Mädchenarbeit

Als Szenenwechsel sind wir offen für vielfältige Lebensweisen und entwickeln mit den Mädchen und jungen Frauen diskriminierungskritische Haltungen und sensibilisieren sie auch für sprachliche Diskriminierung. Unser Verständnis von zeitgemäßer Mädchenarbeit beruht auf folgenden Leitlinien:

  • Mädchenarbeit geht von der Grundannahme aus, dass Mädchen und junge Frauen nach wie vor auf vielen gesellschaftlichen Ebenen Benachteiligungen erfahren und über das Mädchen – Sein hinaus oft auch von weiterer Diskriminierung betroffen sind.
  • Mädchenarbeit bedarf eines Grundwissens über „biologische, psychologische und kulturell-gesellschaftliche Rahmenbedingungen“[1].
  • Mädchenarbeit muss darauf achten, dass der Grundsatz der Individualität gewahrt wird. Niemand sollte „in ein vorgegebenes Raster gezwängt werden, das [ihm] die Luft zum Atmen nimmt“[2].
  • Mädchenarbeit fördert das Selbstbewusstsein der Mädchen und jungen Frauen und ermöglicht ihnen Selbstwirksamkeitserfahrungen. Die Vorbildwirkung von Bezugspersonen kann ihnen dabei helfen, ihre eigenen Fähigkeiten voll zu „entfalten“, die sie nach Ergebnissen wissenschaftlicher Studien eher unterschätzen.
  • Mädchenarbeit unterstützt die Erschließung neuer Räume für Mädchen und ermutigt sie, ihr „Verhaltensrepertoire“[3] zu erweitern.
  • Mädchenarbeit fördert durch Bewegung und sportliche Aktivitäten die Entwicklung einer positiven Haltung zum eigenen Körper.
  • Mädchenarbeit ist sich dessen bewusst, dass es auch Mädchen und junge Frauen gibt, die besonders benachteiligt sind und deshalb einer zusätzlichen Förderung bedürfen.
  • Mädchenarbeit darf bei all ihren Bemühungen und Anliegen Mädchen und junge Frauen aber nicht überfordern.

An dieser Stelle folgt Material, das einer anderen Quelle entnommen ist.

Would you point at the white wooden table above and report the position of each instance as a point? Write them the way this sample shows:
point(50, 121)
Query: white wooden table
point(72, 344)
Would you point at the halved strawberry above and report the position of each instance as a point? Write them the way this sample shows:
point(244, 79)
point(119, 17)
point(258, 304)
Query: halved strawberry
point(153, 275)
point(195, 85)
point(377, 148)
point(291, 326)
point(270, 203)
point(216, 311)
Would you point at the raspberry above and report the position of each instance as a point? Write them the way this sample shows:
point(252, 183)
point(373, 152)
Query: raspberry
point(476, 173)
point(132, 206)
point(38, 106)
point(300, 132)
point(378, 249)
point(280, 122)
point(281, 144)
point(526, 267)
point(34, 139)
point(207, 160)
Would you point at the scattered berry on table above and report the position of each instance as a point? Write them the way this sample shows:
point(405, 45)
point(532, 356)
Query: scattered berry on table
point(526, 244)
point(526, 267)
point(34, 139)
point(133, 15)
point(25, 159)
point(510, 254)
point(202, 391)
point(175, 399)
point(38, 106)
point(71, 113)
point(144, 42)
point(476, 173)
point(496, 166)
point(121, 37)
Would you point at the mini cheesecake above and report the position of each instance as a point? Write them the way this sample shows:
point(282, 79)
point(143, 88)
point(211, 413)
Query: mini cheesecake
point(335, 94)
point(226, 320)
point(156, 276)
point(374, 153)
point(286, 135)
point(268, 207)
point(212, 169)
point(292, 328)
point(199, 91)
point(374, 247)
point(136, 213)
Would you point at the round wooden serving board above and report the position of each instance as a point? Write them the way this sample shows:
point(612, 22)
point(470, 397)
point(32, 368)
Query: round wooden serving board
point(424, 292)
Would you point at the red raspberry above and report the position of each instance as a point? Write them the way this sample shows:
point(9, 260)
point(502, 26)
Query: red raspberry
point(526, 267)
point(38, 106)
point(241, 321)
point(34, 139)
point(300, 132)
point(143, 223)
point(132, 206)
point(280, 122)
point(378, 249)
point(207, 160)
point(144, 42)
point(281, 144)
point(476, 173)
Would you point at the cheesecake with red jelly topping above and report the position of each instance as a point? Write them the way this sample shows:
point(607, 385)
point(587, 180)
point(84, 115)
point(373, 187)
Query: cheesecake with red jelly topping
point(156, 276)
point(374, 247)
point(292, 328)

Die Prinzipien, die unsere Arbeit leiten sind: Parteilichkeit, Pädagoginnen als Identifikationsfiguren, Partizipation und Empowerment. Parteilichkeit bedeutet die Mädchen so zu akzeptieren, wie sie sind und immer ihre Interessen und Wünsche im Blick zu haben. Es geht darum, ihre Ressourcen und damit ihre Stärken wahrzunehmen, ohne alles gutzuheißen, was sie tun oder denken. Sie sollen in ihrer Entwicklung zu selbstbestimmten und mündigen Persönlichkeiten unterstützt werden.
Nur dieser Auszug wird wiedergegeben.